1. Sometimes our giving money to specific projects that outsiders think will help a community actually hinders it.  Peter gives the example in an interview on Canada’s “The Q” on CBC of projects where a well is built in a community.  Sometimes it is highly beneficial, giving an easy water source to locals.  But other times it is harming to the societal and cultural fabric that has built up around the trek to get clean water.  In our modernized world, we don’t consider that the walk to the well might be an important source of exercise, or a time to commune with nature, or catch up on the news around town.  Without easily accessible sources of information like the internet or newspapers, people in developing communities rely on each other to stay up to date on issues of concern.  Peter calls interference in this way “Philanthropic Colonialism”.
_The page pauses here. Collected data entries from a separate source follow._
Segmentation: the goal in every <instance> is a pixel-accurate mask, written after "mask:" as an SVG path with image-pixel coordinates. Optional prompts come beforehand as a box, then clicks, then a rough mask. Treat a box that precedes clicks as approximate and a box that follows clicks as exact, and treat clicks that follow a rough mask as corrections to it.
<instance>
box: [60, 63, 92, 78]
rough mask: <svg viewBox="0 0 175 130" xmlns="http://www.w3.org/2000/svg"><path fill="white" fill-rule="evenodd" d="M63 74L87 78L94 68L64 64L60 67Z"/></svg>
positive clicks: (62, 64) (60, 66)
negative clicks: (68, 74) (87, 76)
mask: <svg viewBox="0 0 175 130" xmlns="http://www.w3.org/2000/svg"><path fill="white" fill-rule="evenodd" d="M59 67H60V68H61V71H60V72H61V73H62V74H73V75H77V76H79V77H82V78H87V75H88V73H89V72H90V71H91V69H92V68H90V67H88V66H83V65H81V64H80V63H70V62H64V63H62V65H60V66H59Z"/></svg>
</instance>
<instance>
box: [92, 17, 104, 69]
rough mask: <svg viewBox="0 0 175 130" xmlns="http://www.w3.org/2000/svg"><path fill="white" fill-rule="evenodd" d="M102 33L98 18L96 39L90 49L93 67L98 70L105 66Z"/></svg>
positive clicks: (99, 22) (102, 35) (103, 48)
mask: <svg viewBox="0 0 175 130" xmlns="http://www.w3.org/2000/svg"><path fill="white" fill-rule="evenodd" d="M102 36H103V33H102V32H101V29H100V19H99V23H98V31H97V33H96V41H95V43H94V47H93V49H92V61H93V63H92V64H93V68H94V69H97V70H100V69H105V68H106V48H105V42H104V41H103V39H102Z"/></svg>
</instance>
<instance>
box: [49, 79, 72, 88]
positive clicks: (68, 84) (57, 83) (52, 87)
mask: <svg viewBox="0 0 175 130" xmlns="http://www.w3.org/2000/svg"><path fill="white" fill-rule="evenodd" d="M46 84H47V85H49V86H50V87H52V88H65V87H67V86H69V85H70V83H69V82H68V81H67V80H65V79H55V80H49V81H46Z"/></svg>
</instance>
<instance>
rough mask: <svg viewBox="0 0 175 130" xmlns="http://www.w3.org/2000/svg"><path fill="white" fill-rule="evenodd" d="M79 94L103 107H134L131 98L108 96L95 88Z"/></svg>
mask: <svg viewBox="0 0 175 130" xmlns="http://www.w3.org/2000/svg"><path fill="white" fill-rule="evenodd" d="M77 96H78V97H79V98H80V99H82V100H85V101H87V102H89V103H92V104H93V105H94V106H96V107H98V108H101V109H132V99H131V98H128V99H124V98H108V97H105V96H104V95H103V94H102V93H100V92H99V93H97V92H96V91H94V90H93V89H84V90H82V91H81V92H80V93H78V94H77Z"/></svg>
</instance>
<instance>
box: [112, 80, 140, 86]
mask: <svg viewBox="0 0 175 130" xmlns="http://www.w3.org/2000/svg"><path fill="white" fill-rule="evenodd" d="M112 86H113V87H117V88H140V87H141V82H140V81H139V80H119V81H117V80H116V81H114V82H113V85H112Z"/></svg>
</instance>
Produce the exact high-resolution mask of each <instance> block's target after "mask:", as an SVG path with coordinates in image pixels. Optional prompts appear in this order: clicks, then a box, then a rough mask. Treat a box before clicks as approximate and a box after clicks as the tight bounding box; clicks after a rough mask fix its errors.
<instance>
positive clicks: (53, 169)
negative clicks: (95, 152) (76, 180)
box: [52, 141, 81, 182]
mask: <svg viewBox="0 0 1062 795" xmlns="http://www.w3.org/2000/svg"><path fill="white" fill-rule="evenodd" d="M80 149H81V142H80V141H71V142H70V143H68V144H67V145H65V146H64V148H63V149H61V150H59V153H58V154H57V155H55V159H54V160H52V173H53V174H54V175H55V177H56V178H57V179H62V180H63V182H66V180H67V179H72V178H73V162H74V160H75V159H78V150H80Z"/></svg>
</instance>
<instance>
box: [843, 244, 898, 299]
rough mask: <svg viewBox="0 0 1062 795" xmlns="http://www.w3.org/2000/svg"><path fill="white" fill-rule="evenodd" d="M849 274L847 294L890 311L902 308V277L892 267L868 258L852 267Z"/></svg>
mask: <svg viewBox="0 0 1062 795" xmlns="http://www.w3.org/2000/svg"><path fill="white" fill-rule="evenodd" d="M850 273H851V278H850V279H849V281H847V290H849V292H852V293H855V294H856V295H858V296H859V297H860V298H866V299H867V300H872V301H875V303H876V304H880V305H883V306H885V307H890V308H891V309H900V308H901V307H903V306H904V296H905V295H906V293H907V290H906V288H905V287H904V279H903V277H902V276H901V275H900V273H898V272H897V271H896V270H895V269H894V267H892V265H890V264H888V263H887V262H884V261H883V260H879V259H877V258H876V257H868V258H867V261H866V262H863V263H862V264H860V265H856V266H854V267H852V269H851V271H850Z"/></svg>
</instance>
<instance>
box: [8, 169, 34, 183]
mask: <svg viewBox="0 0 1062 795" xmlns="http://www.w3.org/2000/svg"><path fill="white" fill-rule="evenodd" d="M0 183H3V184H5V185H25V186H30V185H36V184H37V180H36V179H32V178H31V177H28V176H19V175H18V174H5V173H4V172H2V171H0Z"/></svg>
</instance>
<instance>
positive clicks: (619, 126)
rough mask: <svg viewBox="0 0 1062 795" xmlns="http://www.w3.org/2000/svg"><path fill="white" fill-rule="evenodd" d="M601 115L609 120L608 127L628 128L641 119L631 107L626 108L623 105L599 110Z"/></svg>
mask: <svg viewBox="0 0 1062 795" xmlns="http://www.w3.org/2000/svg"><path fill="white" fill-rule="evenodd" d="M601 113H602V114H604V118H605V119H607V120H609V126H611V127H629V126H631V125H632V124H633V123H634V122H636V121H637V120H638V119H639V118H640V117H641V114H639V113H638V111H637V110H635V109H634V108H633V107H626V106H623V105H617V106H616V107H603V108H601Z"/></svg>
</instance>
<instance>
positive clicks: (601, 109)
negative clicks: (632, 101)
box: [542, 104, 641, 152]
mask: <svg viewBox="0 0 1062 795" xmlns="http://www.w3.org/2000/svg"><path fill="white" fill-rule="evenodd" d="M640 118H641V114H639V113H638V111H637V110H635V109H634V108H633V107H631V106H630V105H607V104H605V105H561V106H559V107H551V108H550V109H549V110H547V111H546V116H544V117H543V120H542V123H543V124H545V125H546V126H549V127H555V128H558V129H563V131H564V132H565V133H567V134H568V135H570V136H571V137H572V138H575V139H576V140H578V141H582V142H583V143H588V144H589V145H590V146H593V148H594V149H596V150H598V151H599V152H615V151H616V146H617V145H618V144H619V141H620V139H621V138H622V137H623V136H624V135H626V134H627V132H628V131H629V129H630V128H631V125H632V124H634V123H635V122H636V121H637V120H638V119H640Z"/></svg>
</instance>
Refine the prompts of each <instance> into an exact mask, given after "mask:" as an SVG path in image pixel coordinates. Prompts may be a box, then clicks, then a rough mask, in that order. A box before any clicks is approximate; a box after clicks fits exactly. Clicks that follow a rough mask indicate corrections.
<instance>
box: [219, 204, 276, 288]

2. The problems that are being “solved” with charitable giving are sometimes being perpetuated by either a corporation in cahoots with the government, or are being exacerbated by the system of capitalism.  As in: Company A is employing lots of people to do Job X, but this is creating Environmental Harm Y, which we can “solve” with a charity effort.  But, Company A is still in business.  And Job X still exists.  So Environmental Harm Y isn’t going anywhere.

3. Infrastructure of charity work is employing a lot of people.  There are tons of jobs working for charities, and this is where a lot of the money is going – to keep people on the ends of the phone lines to take donations, or to create media like websites and commercials to promote giving.  Most of the money goes into keeping people employed, and the leftover goes to the actual cause.

Peter Buffet argues that we need a total system reset.  He calls for humanism in charity, and humanism in our world.  The gap between rich and poor is ever widening, without the middle to balance it.

What do you think?  Is Peter Buffet way off, or do you often question where the money goes when you donate a some of your hard earned cash to what you consider a worthy cause?